Oh, and both times on Pirates, we yelled in pirate talk and told jokes. “What’s a pirate’s favorite letter?” one of us would say, and we would all chorus a yell of “RRRRRRRRR!!” “Second favorite?” someone would reply, and we would yell “IIIIIIIIIII!!” Fortunately, most people thought this was funny enough that they didn’t glare at us when we proceeded to yell in piratespeak throughout the ride.
I have been to the real versions of the places represented in Disneyland. I have been to New Orleans, and I have been to Death Valley. I have been to the Old West, and to Hawaii, and have read the original versions of almost every book and fairy tale that is now a Disney movie. And I still prefer the originals, because Wind in the Willows is more clever than Mt Toad’s Wild Ride, and I won’t even get started on the historical horrors in Sword and the Stone.
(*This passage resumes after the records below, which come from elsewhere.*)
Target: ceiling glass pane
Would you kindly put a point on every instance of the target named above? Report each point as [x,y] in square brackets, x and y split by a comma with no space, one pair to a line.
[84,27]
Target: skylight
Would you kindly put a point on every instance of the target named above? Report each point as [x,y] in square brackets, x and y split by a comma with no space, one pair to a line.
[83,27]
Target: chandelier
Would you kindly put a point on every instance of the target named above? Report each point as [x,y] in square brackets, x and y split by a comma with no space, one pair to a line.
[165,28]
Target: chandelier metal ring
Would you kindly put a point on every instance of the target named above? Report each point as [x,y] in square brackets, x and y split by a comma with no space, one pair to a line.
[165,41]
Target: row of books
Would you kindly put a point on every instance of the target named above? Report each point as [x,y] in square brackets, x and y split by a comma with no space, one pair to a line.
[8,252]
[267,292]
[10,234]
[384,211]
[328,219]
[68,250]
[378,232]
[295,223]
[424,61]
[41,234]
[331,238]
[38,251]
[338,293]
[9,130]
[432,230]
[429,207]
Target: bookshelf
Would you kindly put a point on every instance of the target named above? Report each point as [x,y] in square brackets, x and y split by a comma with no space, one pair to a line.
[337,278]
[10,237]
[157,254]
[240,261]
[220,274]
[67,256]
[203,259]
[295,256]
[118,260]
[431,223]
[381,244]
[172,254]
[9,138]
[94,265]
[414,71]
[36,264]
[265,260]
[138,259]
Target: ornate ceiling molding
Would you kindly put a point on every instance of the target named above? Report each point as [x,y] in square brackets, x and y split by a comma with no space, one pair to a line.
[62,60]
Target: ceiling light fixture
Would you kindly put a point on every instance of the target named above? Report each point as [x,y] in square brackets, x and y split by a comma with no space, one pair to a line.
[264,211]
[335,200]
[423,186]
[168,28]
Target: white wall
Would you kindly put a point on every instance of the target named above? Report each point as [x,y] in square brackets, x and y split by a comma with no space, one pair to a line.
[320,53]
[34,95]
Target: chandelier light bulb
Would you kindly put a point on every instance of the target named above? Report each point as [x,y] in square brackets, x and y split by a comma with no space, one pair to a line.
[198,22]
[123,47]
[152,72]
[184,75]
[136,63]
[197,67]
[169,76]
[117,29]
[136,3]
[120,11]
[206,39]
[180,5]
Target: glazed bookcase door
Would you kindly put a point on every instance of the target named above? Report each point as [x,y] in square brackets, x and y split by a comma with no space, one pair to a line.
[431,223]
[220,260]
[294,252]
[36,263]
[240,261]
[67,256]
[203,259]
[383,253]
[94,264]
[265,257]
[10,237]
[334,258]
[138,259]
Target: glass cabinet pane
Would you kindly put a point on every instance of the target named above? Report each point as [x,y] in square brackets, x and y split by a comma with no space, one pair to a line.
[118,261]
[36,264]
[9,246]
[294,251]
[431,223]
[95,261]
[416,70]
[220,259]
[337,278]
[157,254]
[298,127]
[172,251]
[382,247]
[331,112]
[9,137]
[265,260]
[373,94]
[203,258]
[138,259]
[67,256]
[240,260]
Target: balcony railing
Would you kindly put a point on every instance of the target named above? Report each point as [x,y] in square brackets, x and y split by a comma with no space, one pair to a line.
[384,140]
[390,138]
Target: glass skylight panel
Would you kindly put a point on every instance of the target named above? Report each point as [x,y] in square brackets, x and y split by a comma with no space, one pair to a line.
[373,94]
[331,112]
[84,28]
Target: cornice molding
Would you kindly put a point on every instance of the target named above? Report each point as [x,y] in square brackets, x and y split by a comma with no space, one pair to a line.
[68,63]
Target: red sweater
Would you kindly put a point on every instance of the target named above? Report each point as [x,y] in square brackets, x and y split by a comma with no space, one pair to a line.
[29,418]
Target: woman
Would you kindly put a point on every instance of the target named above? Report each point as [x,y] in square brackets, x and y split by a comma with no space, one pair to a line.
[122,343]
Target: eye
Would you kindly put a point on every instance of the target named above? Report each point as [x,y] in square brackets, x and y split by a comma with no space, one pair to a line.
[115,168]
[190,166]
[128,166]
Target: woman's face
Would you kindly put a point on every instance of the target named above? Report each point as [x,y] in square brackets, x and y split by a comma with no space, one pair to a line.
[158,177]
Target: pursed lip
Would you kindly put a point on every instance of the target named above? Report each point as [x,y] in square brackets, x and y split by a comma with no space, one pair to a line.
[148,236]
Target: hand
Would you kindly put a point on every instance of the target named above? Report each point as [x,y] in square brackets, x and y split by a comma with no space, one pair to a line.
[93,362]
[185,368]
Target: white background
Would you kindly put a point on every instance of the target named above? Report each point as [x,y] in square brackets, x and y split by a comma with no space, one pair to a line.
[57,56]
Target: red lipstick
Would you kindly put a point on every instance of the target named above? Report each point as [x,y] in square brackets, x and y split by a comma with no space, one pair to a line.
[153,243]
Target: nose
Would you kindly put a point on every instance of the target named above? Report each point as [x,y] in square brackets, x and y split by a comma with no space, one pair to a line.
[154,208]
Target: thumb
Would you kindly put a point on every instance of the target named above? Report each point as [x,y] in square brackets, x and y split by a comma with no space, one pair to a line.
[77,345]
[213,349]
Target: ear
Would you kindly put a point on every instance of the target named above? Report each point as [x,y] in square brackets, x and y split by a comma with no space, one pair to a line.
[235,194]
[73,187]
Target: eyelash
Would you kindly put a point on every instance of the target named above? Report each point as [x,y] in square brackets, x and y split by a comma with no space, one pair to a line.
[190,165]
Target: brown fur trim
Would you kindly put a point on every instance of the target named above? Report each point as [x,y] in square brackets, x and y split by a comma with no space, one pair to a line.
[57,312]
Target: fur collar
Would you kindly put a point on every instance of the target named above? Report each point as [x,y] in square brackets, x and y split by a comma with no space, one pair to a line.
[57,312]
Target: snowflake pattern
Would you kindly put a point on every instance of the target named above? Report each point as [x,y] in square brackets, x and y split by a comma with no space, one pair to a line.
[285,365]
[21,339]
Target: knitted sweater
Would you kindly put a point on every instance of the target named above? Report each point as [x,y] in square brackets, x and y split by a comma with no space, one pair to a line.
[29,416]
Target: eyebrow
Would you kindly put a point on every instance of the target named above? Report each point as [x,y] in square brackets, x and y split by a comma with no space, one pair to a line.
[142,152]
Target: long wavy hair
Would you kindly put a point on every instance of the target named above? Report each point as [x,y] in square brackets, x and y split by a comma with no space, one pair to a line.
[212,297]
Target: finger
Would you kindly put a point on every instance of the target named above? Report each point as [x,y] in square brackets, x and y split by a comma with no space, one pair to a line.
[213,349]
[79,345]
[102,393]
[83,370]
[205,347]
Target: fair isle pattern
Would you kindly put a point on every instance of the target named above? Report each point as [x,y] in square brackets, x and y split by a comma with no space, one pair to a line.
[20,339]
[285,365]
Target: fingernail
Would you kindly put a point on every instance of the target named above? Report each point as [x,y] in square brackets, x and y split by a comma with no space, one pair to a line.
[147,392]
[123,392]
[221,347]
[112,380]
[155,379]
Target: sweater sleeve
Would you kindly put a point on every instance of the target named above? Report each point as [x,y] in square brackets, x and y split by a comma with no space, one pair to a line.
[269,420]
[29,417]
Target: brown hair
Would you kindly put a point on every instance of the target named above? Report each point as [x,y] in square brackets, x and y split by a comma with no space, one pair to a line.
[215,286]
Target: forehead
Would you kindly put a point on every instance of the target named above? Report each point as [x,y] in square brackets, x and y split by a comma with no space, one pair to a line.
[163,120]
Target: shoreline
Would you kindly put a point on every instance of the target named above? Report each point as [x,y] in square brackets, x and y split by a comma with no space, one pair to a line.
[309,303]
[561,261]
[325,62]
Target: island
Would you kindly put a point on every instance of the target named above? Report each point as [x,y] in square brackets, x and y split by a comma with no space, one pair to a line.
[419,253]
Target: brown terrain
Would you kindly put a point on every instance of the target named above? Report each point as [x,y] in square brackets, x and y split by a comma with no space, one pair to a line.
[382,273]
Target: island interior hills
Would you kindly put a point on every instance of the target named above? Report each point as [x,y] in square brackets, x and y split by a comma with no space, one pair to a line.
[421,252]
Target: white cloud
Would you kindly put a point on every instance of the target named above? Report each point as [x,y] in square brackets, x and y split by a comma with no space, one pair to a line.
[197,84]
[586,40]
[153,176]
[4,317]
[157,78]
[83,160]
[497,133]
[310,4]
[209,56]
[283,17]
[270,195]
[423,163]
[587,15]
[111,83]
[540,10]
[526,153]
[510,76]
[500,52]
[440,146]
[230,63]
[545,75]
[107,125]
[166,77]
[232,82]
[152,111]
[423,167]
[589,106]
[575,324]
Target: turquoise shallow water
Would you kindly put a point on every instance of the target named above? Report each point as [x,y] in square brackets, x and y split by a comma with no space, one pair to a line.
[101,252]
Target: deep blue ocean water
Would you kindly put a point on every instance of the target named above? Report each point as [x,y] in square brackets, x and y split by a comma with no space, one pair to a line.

But the way that Disneyland shapes imagination into reality, themes into lands, dream into park, the million ways that the illusion becomes reality (from real plants to fiberglass mountains) – sometimes, dropping the cynisim is the best thing I can do. $53.00 bought me entrance into that park, and I think I only really got my money’s worth the moment I decided that the music piped through the park, the familiar choruses of those old, kindly movies, all of that was making the place a little more enchanted than I expected it to be.
I think I had a better time today than I did at twelve. I was so happy to be there, to see all the wonders that took so many people to create. I loved being in the older parts of the park, imagining how wonderful they must have been in 1955, how happy it must have made people to go on things like the Matterhorn and “It’s A Small World” when the idea was still new. I thought a lot today about how many people have been made happy by falling into those cartoons over the years, the rides and the movies and all of it, and I think…I think we take it for granted. I think, with so much media around us, we can’t appreciate something like Disneyland without a conscious effort.
And besides, Star Tours? Sheer genius. I so love that ride. Who needs Return of the Sith when you have a flight simulator to take you on a star tour gone wrong?